The effect we’re looking for is to make one light to the left (then the right) light up.
So we’re lighting up 1,2,4,8,16,32,64,128. Then we start dividing down: 64,32,16,8,4,2,1. Repeat.
In binary that would look like:
00000001
00000010
00000100
00001000
00010000
00100000
01000000
10000000
KIM-1 Assembly Version
We’ll do almost exactly the same thing for the assembly version. Again using a delay loop starting at $023D to slow it down so we can watch it work.
00B4 20 B400
PBUG for the PAL-1
PAL> U 0200
0200 A9 FF LDA #$FF
0202 8D 03 17 STA $1703
0205 A9 01 LDA #$01
0207 8D 02 17 STA $1702
020A 85 00 STA $00
020C A5 00 LDA $00
020E F0 11 BEQ $0221
0210 20 3D 02 JSR $023D
0213 AD 02 17 LDA $1702
0216 2A ROL A
0217 8D 02 17 STA $1702
021A C9 80 CMP #$80
021C F0 15 BEQ $0233
021E 4C 3A 02 JMP $023A
0221 18 CLC
0222 20 3D 02 JSR $023D
0225 AD 02 17 LDA $1702
0228 6A ROR A
0229 8D 02 17 STA $1702
022C C9 01 CMP #$01
022E F0 03 BEQ $0233
0230 4C 3A 02 JMP $023A
0233 18 CLC
0234 A5 00 LDA $00
0236 49 01 EOR #$01
0238 85 00 STA $00
023A 4C 0C 02 JMP $020C
023D A2 80 LDX #$80
023F A0 FF LDY #$FF
0241 88 DEY
0242 D0 FD BNE $0241
0244 CA DEX
0245 D0 FA BNE $0241
0247 60 RTS
There are quite a few ways we could do this differently.
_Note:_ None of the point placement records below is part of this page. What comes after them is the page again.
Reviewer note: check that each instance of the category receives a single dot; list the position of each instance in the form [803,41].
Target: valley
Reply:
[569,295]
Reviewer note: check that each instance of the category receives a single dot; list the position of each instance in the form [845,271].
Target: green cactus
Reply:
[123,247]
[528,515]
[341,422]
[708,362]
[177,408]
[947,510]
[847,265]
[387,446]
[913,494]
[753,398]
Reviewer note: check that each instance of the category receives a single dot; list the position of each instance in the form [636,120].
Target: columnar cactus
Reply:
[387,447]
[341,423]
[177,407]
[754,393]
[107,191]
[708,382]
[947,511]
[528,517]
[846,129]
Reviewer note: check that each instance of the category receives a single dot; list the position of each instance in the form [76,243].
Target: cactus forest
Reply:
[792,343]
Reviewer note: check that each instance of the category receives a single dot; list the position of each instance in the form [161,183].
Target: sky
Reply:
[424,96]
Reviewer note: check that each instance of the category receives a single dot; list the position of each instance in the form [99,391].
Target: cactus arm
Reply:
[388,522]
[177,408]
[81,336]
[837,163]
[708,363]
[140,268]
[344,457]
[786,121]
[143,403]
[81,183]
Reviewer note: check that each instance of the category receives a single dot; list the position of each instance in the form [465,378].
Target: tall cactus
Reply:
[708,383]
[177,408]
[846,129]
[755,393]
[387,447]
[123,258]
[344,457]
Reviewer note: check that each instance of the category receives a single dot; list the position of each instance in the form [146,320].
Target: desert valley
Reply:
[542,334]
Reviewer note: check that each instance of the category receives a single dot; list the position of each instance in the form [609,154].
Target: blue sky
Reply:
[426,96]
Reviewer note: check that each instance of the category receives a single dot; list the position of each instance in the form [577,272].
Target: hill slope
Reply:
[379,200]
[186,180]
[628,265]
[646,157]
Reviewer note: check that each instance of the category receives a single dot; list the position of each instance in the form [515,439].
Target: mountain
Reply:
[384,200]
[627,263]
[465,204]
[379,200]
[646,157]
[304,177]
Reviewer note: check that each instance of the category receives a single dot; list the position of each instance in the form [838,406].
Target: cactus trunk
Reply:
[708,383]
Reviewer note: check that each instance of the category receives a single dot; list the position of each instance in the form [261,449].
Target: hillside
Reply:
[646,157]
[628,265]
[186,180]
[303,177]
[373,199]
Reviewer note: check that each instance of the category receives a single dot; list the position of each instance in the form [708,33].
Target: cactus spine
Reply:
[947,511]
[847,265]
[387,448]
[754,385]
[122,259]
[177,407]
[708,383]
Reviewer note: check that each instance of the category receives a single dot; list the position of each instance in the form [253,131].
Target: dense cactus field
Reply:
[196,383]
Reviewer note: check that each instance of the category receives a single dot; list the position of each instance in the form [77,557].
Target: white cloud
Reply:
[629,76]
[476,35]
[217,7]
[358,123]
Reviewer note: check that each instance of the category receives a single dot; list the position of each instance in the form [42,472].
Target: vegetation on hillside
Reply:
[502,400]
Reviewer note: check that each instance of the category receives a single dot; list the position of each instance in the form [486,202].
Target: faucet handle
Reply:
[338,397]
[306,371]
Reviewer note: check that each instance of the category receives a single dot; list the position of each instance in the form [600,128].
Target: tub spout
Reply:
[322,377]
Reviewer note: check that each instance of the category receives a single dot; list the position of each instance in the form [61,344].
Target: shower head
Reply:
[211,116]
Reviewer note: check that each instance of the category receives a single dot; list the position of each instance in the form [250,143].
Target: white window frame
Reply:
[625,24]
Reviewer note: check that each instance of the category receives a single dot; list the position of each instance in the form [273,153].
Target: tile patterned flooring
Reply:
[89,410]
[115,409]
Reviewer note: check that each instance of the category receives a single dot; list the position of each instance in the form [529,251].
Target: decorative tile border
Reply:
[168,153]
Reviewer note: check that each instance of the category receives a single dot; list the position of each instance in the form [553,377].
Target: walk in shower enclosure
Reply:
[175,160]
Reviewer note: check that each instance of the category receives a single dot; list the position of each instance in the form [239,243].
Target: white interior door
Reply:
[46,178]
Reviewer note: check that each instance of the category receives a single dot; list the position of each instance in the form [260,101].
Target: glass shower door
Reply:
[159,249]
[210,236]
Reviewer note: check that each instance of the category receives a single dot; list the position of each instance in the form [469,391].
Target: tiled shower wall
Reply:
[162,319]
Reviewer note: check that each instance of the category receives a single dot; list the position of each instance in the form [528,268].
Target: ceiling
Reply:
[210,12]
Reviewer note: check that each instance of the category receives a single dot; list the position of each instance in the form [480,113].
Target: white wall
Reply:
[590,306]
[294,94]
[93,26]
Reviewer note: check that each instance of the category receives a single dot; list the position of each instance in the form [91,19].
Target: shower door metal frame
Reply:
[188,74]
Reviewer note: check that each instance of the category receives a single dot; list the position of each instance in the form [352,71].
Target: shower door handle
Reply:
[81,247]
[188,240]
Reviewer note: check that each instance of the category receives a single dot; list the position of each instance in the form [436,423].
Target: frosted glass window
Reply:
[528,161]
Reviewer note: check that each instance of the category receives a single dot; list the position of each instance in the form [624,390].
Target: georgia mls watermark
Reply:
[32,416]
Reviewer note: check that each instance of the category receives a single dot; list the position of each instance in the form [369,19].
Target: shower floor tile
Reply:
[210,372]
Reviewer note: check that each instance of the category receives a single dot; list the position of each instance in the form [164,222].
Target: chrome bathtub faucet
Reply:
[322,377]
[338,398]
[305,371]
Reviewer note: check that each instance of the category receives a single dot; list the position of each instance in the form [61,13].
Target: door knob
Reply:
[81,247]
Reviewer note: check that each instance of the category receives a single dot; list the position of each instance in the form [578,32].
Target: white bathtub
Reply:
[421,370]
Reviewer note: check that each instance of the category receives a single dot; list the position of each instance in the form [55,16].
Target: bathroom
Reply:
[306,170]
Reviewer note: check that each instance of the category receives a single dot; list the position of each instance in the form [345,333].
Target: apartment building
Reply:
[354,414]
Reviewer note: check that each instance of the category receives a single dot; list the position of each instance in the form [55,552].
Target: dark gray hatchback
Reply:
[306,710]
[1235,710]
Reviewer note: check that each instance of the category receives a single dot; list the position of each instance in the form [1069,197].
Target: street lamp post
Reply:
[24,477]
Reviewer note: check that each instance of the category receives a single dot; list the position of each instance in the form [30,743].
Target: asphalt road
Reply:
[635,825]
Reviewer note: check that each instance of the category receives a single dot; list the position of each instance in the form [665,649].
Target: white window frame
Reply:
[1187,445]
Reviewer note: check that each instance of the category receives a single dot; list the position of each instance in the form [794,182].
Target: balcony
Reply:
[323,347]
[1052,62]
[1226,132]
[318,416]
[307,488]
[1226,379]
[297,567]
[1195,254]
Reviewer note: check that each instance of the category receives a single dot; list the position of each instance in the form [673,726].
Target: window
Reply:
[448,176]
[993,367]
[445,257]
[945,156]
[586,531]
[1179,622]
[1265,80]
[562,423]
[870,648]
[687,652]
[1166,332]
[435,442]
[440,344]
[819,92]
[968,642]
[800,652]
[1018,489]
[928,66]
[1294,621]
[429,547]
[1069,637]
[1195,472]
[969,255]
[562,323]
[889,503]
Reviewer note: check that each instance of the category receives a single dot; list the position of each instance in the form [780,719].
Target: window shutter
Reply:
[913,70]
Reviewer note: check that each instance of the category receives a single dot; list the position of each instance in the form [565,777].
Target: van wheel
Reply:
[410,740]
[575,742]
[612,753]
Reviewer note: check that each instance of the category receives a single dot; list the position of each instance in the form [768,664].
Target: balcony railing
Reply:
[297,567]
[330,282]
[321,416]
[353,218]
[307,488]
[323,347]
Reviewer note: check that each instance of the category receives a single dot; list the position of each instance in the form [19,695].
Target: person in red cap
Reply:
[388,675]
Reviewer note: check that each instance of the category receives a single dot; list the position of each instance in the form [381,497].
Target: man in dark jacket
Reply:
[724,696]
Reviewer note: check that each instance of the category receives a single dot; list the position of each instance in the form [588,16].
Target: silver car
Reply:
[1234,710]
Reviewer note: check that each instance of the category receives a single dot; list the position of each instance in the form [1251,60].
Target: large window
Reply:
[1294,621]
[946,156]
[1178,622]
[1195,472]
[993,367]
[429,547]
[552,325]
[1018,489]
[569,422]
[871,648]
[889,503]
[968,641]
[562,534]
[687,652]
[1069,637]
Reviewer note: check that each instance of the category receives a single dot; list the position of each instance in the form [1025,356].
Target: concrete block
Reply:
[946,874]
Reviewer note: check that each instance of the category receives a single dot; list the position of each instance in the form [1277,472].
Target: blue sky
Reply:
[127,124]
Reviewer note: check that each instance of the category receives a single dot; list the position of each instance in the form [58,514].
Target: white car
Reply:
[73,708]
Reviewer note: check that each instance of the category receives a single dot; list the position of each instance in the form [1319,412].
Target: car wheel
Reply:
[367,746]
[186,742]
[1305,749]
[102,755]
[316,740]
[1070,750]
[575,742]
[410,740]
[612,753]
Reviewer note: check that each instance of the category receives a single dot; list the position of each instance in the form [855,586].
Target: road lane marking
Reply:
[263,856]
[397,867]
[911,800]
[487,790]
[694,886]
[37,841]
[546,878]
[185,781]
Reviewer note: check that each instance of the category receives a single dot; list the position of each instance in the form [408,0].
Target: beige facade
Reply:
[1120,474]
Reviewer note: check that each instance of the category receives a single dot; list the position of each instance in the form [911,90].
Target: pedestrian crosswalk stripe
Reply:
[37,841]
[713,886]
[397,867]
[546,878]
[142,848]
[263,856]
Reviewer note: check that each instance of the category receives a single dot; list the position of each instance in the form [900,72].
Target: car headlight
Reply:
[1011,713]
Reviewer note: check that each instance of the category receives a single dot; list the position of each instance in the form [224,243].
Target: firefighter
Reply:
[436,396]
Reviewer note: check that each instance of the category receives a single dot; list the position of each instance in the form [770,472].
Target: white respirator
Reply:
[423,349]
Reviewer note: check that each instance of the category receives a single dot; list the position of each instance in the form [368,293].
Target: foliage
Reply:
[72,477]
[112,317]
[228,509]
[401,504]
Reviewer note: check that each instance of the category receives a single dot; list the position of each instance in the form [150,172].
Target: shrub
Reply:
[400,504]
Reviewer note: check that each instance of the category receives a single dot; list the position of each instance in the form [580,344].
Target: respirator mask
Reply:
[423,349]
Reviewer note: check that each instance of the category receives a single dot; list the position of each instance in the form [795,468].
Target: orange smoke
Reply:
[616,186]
Since we’re slowing it down on purpose, spending a lot of time on making it faster doesn’t make much sense, but if you enjoy that sort of problem solving, knock yourself out.
So how’d we do?
Looks great!
Extra credit
Implement this on differnt 8 bit computers that have USR ports and let me know how you did!
Caution, the USR port on the Commodore PET has a slightly different layout, be careful.